As far as I am aware, the term “polyfill” was coined by Remy Sharp. I believe I first heard it at one of his talks in 2010.

The idea is that if you’re trying to use a native API/feature that doesn’t exist or perhaps isn’t fully implemented against the spec in your target browser, you can monkey-patch a workaround, allowing you to use the API feature as intended.

For example, this is a polyfill for includes() that uses indexOf(). The polyfill is only applied if no native API is defined. Perfect!

if (!String.prototype.includes) {
	String.prototype.includes = function (this: string, search: string, start: number = 0): boolean {
		return this.indexOf(search, start) !== -1;

Well, no, not quite. The trouble is this can have several adverse side effects.

Don’t modify stuff that you don’t own

  1. Often pollutes and patches the global namespace/built-ins
  2. May not be fully spec compliant - if spec changes and polyfill does not, we’ll potentially have variable output
  3. Very hard to debug - Is it a native issue? Is it the patch?
  4. Breaks the rule - “Don’t modify stuff that you don’t own”


There was an incident lovingly called “Smoosh-gate” that happened back in 2018. Long story short, there was once a popular JavaScript library called MooTools (much like JQuery), and it add a new flatten method to Array.prototype, all was well. Later, this method was put forward as an official update to the Ecma spec. Firefox Nightly subsequently shipped the new native array flatten method (which, being native, was defined on the prototype), breaking older websites running MooTools due to API differences.
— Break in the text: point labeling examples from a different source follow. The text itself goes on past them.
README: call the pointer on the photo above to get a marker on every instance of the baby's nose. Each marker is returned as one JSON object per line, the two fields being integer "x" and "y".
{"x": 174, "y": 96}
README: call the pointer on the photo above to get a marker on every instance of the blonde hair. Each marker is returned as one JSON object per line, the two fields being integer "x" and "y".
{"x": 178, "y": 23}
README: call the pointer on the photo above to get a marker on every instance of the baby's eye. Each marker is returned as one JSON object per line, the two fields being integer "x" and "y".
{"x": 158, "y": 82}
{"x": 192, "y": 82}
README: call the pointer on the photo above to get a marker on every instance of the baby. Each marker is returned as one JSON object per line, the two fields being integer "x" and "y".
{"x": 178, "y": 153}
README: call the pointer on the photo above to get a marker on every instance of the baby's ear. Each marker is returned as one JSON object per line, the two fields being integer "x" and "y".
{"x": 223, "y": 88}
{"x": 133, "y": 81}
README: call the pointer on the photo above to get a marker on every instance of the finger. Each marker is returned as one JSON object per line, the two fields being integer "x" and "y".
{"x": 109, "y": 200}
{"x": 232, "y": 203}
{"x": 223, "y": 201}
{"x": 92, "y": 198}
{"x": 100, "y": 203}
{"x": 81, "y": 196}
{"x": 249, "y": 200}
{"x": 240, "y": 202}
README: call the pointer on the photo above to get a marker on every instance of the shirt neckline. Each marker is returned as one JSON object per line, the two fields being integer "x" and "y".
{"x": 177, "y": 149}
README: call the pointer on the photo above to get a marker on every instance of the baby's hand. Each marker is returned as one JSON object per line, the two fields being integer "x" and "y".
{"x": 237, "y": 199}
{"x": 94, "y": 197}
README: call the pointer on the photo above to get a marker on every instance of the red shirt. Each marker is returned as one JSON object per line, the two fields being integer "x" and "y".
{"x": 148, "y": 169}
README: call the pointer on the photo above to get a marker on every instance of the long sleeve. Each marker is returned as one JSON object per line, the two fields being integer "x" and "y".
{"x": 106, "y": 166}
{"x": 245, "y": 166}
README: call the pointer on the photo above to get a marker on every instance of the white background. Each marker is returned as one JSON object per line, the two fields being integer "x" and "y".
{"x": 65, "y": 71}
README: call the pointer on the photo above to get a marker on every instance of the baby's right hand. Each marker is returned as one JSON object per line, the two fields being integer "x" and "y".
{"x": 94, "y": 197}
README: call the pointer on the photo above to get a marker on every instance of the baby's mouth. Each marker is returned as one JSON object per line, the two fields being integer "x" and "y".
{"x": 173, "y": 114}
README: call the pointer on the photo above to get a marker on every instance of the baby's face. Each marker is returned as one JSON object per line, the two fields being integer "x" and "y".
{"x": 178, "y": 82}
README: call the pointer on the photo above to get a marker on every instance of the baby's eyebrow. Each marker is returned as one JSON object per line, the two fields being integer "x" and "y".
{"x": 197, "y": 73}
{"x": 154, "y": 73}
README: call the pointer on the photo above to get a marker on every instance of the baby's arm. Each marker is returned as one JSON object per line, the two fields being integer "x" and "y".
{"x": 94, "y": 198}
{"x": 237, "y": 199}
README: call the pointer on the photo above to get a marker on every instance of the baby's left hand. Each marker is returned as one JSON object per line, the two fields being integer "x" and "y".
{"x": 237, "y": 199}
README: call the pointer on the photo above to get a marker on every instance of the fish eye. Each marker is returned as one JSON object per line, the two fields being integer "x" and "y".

An engineer joked about renaming the method to smoosh, and things escalated.

So, don’t modify the prototype (and don’t joke about method names).


Ponyfills often have the same internals as polyfills but do not modify the prototype, mitigating the side effects present in polyfills.

Here is a ponyfilled version of String.prototype.includes():

const stringIncludes = (source: string, search: string, start: number = 0): string => {
	return source.indexOf(search, start) !== -1;

As you can see, it’s just an abstraction.

The main downside is that the engineer needs to be aware of the ponyfills available. Unlike polyfills, you can’t just blissfully use modern APIs.

At DAZN in Player Engineering, we’ve moved away from polyfills, using ponyfills from a shared utility library instead. We mitigate the engineer awareness issue with a custom ESlint plugin. The plugin that will flag when a ‘new’ API is used and suggests the ponyfill instead.

Edit: In response to my post on LinkedIn, George Wright made a great point - With polyfilling libraries there is a danger you can bloat your bundle size if you’re not careful. Libraries like CoreJS allow targeted polyfilling and there are tools, like Babel, that can automatically polyfill based on usage in your source. But, this is not foolproof, you are still reliant on the library matching the specification and it introduces an overhead of needing to ensure the library is updated to get the latest patches and fixes.

In fact, it reminded me of an issue we faced at DAZN where adding a polyfill fixed a compatibility issue on Tizen TV but subsequently broke a Movistar set-top box.

In conclusion, while polyfills and ponyfills address browser compatibility issues, ponyfills are often a safer, more explicit approach with fewer risks of hidden failures. Choosing the right approach depends on your specific development context and requirements.